Final answer:
The price of pens decreasing and the price change of apples affect the Change in Quantity as both reflect a move along the demand curve. Meanwhile, Annie buying more pens due to a raise and Billy buying more apples due to the price of oranges rising signify a Change in Demand, as these are shifts in the demand curve due to factors other than the price of the good itself.
Step-by-step explanation:
In economics, understanding how various factors affect consumer behavior is crucial. The statements provided can be categorized into two groups based on how they are influenced by different market changes. There's Change in Quantity and Change in Demand. The Change in Quantity denotes a change in the quantity demanded due to a price change, while Change in Demand implies an actual shift in the demand curve due to other factors apart from the price.
- Change in Quantity:
- The price of pens decreases.
- If the price of apples changes, Billy will change how many apples he buys.
- Change in Demand:
- Since Annie got a raise, she buys more pens.
- The price of oranges rises, the price of apples does not change. Therefore, Billy buys more apples.
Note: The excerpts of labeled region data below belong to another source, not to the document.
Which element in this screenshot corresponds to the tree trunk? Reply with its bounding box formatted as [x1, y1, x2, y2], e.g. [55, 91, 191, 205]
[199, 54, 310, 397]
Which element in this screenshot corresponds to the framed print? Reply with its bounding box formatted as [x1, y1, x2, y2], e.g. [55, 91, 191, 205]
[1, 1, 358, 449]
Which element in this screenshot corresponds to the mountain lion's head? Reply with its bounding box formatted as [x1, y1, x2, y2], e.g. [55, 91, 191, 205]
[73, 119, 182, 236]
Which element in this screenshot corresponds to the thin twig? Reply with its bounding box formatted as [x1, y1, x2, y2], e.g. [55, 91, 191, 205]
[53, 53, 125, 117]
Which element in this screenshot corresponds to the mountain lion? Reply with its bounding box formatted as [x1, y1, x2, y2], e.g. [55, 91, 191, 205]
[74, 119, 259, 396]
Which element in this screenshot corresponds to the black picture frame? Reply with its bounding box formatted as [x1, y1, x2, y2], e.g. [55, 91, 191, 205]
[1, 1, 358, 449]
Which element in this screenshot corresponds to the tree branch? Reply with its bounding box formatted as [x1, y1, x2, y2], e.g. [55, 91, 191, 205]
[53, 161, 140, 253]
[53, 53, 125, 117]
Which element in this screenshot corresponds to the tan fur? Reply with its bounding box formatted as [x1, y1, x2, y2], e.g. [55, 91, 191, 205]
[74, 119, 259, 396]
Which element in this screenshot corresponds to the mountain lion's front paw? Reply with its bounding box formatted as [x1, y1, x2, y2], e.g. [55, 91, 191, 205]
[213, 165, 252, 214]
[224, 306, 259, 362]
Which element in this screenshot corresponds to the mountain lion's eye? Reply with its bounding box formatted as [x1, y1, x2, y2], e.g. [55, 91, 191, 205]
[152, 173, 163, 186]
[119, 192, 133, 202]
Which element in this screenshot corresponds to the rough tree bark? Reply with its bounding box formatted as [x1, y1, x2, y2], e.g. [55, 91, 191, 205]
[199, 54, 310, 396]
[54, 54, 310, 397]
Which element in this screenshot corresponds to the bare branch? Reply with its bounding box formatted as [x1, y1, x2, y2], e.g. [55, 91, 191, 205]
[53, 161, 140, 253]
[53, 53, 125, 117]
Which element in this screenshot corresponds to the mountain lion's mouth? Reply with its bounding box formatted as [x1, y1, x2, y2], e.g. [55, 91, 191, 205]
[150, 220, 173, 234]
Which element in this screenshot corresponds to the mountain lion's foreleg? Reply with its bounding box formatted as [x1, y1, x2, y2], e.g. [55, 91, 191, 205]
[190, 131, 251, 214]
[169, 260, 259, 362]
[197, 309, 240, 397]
The first statement suggests a move along the demand curve due to a price change, which is a Change in Quantity. The second statement also represents a Change in Quantity demanded because it's reliant on the price of apples. The third statement, suggesting that Annie's income increased and therefore she buys more pens, indicates a Change in Demand since her income level is affecting her purchasing decision. Similarly, the fourth statement represents a Change in Demand because the substitution effect between apples and oranges, which are substitute goods, is at play rather than a direct price change of apples themselves.